Rabu 05 May 2021 09:46 WIB

Pengamat: Kebijakan di Tengah Pandemi Harus Dilindungi Hukum

Sepanjang untuk itikad baik, kebijakan yang diambil seharusnya tak bisa digugat.

Lawan Corona. Ilustrasi
Foto: Republika
Lawan Corona. Ilustrasi

REPUBLIKA.CO.ID, JAKARTA -- Pengamat politik dan pegiat media sosial Ninoy Karundeng memandang Indonesia adalah salah satu negara besar terbaik dalam mengatasi pandemi Covid-19. Keseimbangan antara kepentingan ekonomi, artinya rakyat harus makan, dengan kepentingan kesehatan, artinya pembatasan aktivitas masyarakat, kata dia, dilakukan secara tepat.

“Sejak awal untuk mencegah penyebaran Covid-19, urusan politik menjadi tantangan yang luar biasa. Presiden Jokowi (Joko Widodo) menjadi target untuk dijatuhkan. Pada awal pandemi, pro-kontra soal lock-down dan PSBB menjadi polemik,” kata Ninoy Karundeng di Jakarta Rabu (5/5).

Jokowi, lanjut Ninoy, dengan tegas menolak memberlakukan penguncian nasional. Menurut dia, penguncian nasional membuat konsekuensi seluruh rakyat dilarang melakukan aktivitas, termasuk aktivitas ekonomi. Jokowi menerapkan Pembatasan Sosial Skala Besar (PSBB) yang memiliki dasar hukum kekarantinaan kesehatan.

"Dasar hukum menjadi pertimbangan penting untuk menghindari serangan politik. Politisasi harus dihindari. Jokowi pun memahami karakter masyarakat. Bandel. Tidak patuh. Ngeyel. Untuk mengatasi kesulitan ekonomi masyarakat, Jokowi memberikan bantuan sosial," kata dia.

Aneka Bantuan Presiden seperti sembako dibagikan kepada masyarakat. Kegiatan ekonomi tetap berlangsung dengan menerapkan Protokol Kesehatan. Hasilnya, masih kata dia, ekonomi Indonesia tidak mengalami kehancuran.  

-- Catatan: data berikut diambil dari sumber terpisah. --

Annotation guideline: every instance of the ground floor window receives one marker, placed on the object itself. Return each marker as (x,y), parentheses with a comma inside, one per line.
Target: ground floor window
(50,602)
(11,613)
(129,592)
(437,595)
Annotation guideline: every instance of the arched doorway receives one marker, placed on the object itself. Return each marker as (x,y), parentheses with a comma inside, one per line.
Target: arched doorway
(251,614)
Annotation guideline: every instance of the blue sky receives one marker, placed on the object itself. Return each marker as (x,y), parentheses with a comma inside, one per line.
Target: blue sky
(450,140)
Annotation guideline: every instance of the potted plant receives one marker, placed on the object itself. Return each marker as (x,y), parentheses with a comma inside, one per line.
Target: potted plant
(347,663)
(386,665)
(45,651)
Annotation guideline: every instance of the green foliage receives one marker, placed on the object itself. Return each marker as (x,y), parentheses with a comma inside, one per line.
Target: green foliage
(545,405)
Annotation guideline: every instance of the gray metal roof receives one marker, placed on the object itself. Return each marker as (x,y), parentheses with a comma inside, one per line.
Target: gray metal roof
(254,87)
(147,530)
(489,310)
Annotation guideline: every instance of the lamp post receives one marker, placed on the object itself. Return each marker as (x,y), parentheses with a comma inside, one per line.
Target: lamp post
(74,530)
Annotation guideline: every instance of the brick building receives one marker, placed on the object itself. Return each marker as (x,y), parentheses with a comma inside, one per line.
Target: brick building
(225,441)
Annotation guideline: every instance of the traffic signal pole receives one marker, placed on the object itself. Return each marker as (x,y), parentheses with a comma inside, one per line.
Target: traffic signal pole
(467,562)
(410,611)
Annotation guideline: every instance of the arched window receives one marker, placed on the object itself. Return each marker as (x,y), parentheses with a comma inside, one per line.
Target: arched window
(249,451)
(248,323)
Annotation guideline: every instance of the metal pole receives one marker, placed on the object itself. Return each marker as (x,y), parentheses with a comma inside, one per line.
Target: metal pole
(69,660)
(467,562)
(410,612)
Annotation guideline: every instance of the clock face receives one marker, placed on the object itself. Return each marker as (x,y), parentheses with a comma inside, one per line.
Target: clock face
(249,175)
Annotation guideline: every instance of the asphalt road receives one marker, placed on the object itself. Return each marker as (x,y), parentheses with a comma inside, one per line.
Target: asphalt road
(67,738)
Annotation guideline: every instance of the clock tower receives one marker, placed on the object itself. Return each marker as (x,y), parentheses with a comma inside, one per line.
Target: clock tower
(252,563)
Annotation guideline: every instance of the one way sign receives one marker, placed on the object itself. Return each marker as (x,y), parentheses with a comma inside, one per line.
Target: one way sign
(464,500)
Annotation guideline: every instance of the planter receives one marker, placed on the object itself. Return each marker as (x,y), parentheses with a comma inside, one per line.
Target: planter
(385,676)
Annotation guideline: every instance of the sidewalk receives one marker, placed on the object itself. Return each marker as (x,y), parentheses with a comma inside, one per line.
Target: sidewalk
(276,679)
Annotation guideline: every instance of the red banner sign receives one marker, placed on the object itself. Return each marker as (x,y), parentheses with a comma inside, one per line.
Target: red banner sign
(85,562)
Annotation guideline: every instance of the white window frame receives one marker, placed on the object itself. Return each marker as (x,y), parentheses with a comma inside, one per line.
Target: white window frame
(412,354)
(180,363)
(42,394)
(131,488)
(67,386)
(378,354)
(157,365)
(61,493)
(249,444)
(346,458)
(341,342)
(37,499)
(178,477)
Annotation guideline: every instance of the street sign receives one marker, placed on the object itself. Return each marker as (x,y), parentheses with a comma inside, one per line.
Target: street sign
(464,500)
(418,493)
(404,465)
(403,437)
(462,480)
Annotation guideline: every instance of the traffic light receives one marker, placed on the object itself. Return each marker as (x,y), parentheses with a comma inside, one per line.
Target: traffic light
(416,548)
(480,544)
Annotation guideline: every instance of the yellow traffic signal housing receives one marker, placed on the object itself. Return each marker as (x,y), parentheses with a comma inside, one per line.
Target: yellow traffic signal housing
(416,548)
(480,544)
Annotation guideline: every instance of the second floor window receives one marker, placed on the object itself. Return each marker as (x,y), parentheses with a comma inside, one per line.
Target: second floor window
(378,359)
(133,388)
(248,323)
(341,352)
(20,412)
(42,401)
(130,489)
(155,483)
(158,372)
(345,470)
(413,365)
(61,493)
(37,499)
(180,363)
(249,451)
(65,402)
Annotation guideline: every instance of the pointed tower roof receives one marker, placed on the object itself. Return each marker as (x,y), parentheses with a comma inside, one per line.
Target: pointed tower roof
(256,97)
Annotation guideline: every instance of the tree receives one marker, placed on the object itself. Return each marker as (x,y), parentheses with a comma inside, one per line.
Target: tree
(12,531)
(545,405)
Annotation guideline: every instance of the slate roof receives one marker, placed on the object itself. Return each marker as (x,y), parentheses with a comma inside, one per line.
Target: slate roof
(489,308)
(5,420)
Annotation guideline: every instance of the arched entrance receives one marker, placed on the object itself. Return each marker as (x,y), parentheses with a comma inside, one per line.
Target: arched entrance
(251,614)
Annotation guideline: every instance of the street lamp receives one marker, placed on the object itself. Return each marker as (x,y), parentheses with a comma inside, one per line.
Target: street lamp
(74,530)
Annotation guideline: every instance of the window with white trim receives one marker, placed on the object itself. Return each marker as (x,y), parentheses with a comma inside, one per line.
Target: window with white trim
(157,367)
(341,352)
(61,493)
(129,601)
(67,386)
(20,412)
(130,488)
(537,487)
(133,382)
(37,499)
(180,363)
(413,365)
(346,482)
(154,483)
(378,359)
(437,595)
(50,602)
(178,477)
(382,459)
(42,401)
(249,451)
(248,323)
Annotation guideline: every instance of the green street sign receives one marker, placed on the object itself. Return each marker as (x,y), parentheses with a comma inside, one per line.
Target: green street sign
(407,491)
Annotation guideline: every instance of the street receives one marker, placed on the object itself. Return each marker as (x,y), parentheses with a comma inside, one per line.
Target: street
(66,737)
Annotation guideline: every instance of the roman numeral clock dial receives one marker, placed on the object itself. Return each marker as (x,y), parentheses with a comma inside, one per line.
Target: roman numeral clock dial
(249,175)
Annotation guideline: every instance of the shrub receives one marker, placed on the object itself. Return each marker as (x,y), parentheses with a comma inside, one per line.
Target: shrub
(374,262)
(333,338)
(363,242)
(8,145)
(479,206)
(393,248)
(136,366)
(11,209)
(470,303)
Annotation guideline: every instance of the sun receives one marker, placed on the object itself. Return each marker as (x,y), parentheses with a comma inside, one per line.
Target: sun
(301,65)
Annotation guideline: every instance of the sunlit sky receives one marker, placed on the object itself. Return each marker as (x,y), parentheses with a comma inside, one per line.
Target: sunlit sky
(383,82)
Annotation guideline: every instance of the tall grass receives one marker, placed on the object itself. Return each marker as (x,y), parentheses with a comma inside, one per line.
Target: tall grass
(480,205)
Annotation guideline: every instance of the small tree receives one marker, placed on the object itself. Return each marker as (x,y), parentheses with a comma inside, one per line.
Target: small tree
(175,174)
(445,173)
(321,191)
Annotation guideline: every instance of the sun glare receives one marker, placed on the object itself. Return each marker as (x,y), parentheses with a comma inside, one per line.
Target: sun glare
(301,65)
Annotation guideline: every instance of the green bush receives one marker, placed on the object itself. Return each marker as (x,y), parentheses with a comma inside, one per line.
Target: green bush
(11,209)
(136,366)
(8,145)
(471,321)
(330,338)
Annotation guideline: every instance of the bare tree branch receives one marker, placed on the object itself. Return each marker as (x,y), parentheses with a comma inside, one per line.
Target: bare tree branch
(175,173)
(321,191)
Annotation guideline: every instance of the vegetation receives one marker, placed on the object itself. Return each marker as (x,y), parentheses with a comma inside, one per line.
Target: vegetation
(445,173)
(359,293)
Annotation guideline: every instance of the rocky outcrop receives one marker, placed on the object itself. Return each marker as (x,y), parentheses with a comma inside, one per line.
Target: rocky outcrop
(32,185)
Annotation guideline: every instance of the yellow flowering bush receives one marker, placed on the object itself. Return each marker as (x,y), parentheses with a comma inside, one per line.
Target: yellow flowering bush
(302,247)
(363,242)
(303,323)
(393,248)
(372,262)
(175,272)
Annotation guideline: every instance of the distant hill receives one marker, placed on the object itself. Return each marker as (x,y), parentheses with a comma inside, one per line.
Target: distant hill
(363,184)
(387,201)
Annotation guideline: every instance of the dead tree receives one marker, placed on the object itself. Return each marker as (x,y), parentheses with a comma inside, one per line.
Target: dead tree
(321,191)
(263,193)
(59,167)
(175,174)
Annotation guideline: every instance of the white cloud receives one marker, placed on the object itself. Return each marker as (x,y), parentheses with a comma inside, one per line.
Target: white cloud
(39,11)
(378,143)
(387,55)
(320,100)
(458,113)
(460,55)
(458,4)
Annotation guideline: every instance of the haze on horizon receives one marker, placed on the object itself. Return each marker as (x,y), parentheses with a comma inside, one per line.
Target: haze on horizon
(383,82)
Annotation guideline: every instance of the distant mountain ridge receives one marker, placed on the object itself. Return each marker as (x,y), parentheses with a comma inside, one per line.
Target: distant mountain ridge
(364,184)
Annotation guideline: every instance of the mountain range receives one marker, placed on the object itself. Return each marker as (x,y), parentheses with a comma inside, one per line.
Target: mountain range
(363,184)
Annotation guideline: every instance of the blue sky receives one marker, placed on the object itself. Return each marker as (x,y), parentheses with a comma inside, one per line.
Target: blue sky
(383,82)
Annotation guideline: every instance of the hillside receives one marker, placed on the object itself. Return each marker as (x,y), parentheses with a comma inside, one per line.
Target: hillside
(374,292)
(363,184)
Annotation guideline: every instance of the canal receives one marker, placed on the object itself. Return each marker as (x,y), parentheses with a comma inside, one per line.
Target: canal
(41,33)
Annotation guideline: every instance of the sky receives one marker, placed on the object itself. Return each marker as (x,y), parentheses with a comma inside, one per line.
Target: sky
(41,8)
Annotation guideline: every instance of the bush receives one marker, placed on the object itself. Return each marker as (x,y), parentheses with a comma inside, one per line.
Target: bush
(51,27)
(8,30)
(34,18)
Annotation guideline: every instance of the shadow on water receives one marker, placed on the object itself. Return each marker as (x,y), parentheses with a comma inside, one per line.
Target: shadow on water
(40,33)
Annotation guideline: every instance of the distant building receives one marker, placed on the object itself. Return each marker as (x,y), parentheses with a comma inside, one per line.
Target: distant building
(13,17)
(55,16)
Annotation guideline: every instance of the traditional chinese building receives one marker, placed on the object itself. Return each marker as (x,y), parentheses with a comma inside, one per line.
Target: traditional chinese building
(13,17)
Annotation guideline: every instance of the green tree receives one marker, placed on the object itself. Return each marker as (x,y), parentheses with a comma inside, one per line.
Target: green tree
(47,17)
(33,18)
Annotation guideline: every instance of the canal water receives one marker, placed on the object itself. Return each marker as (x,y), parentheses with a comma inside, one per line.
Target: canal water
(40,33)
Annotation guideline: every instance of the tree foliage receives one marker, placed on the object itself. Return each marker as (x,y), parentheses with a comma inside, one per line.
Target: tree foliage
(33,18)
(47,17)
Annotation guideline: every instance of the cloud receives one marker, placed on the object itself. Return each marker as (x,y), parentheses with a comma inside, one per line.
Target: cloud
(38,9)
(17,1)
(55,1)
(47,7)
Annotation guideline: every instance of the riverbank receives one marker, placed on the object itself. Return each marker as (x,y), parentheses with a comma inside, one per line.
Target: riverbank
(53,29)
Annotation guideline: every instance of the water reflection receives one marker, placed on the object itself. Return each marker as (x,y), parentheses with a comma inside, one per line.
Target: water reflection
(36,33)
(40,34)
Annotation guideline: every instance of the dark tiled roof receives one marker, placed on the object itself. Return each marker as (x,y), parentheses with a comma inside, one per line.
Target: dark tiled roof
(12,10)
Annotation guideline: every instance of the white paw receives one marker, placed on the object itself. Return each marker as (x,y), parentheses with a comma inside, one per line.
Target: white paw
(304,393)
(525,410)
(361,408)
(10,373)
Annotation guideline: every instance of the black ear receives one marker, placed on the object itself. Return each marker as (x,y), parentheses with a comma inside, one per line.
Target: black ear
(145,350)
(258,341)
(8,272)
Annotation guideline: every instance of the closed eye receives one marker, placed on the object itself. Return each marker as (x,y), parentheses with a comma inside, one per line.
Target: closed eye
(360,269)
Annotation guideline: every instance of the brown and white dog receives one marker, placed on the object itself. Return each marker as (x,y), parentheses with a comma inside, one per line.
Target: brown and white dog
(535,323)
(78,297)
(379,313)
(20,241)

Langkah Jokowi untuk mengatasi pandemi Covid-19 membuahkan hasil. Angka statistik menunjukkan angka sebaran virus dapat dikendalikan. Pelayanan kesehatan stabil di seluruh rumah sakit.

"Persediaan vaksin dan gerakan pemberian vaksin Covid-19 berlangsung lancar. Karena Jokowi jauh-jauh hari telah memborong vaksin dari berbagai negara. Persediaan vaksin memadai," kata Ninoy.

India adalah produsen vaksin besar dunia yang menghasilkan 75 juta vaksin per bulan, justru mengalami hambatan untuk pemberian vaksin kepada penduduknya. Akibatnya, India menjadi salah satu negara paling buruk dalam menangani Covid-19. Rumah sakit kehabisan oksigen. Kremasi massal di lapangan terbuka menjadi pemandangan yang mengerikan. Itu tidak terjadi di Indonesia.

“Untuk mengatasi berbagai tantangan politik dan ekonomi, Jokowi mengeluarkan Perppu Perppu No 1 / 2020. Perppu ini telah disahkan menjadi Undang-undang Nomor 2 Tahun 2020 yang sangat penting karena menjadi acuan untuk bertindak cepat dalam situasi krisis,” ujar Ninoy Karundeng.

Menurut Ninoy Karundeng, pembuat keputusan harus dilindungi dari kriminalisasi akibat pengambilan keputusan di luar kebiasaan. Pelaksanaan pengambilan keputusan oleh pengambil keputusan sepanjang dilakukan dengan itikad baik dilindungi oleh undang-undang, yakni Undang-undang  No 2 tahun 2020 tersebut.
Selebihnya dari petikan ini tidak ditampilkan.